Konversasi dengan Bayang-bayang, 2

Konversasi dengan Bayang-bayang, 2
Hasan Aspahani

ketika ada dia yang pamit diri,
yakinkah dia sungguh hendak pergi?

ketika senja pamit, yakinkah ia tak
lagi tenggelam bersama matahari?

aku tak tahu, sebab pagi terlalu lama,
dan siang seperti enggan lagi berkelana

episode rintik adalah tangis matahari,
adalah sinandung rindu rembulan ini

karena itu kubiarkan payung kuncup,
sebab tangis matahari, dan rindu rembulan
telah lama kunanti dalam ini perjalanan.

Mar 2003



Senjata yang Tak Lucu

Senjata yang Tak Lucu

Ada senapan menyeringai tak lucu,
cuh! meludahkan peluru ke wajahku.

Mar3003

Hasan Aspahani
www.sejuta-puisi.blogspot.com





REPORTASE dari TELUK

REPORTASE dari TELUK
Hasan Aspahani

1
suatu hari di antara arus eftrat dan tigris
sekawanan lebah mengumpulkan nektar darah
amis madu bangkai-bangkai sejarah serdadu

2
dendam yang merecup subur di ladang-ladang
hitam mesopotamia, siapa yang menuainya?
eh, ada kupu-kupu bersayap besi dan peluru

3
dengung capung, "aku sisa evolusi berabad-abad
kusinggahi sudah samarra, ur, niniveh, baghdad
ada yang terlupa pada piktograf dan babad-babad"

4
lalu datanglah melayat berjuta-juta lalat
taman babilonia terkubur unggun mayat
wahai kitab suci, bisakah ayatmu diralat?

5
maka dikabarkan lewat dongeng semut-semut
penaklukan yang luput di padang-padang rumput
meninggalkan remah racun dan mesiu tak tersulut

6
dalam bahasa serangga, mari kita simpulkan
dalam rumah manusia bernama peradaban
perang adalah rayap yang riuh meruntuhkan


Mar 2003


Puisi Keranda di Kolong Rumah

Keranda di Kolong Rumah

Ayo, mari kita bunuh diri!

Jangan kau anggap serius ajakan ini,
kita toh sudah berkali-kali mati?
Saat itu kita belum siap dengan puisi
hanya sempat nulis janji saling ziarahi.

Mari kuajak lagi: Ayo, main mayat-mayatan!

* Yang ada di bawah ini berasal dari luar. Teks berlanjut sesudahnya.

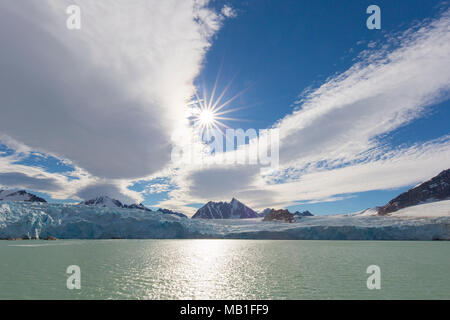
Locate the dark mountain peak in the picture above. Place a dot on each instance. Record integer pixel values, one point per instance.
(223, 210)
(21, 195)
(167, 211)
(104, 202)
(435, 189)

Ada banyak keranda di kolong rumah,
tempat favorit untuk sembunyi dari penagih cicilan umur.
Di sana sering juga kita telanjur tertidur.
Sampai terjaga, tiba-tiba, dibangunkan hidup yang ngelindur.

Ayo, kita terus terang saja!

Mana yang lebih OK: hidup pura-pura atau mati sebenarnya?
"Ada pilihan ketiga," katamu, "yaitu pura-pura yang sebenarnya..."
Kita ngakak, dan sejenak benar-benar jadi lupa
ini kuburan umum, ada tanda disana: dilarang pura-pura tertawa.

Mar2003Hasan Aspahani
www.sejuta-puisi.blogspot.com


Keroncong Pemakaman

Keroncong Pemakaman

Pulang dari pemakamanmu, aku

membawa sekepal lempung
bekas galian liang kuburmu.
Biar beginilah kukenang kesedihanku.
Dulu kita suka menempa mainan
bersama. Gumpal liat lalu jadi apa saja:
hiu, raksasa, huruf X, tentara, biji mata,
kaki kiri, apa saja (kecuali bunga-bunga).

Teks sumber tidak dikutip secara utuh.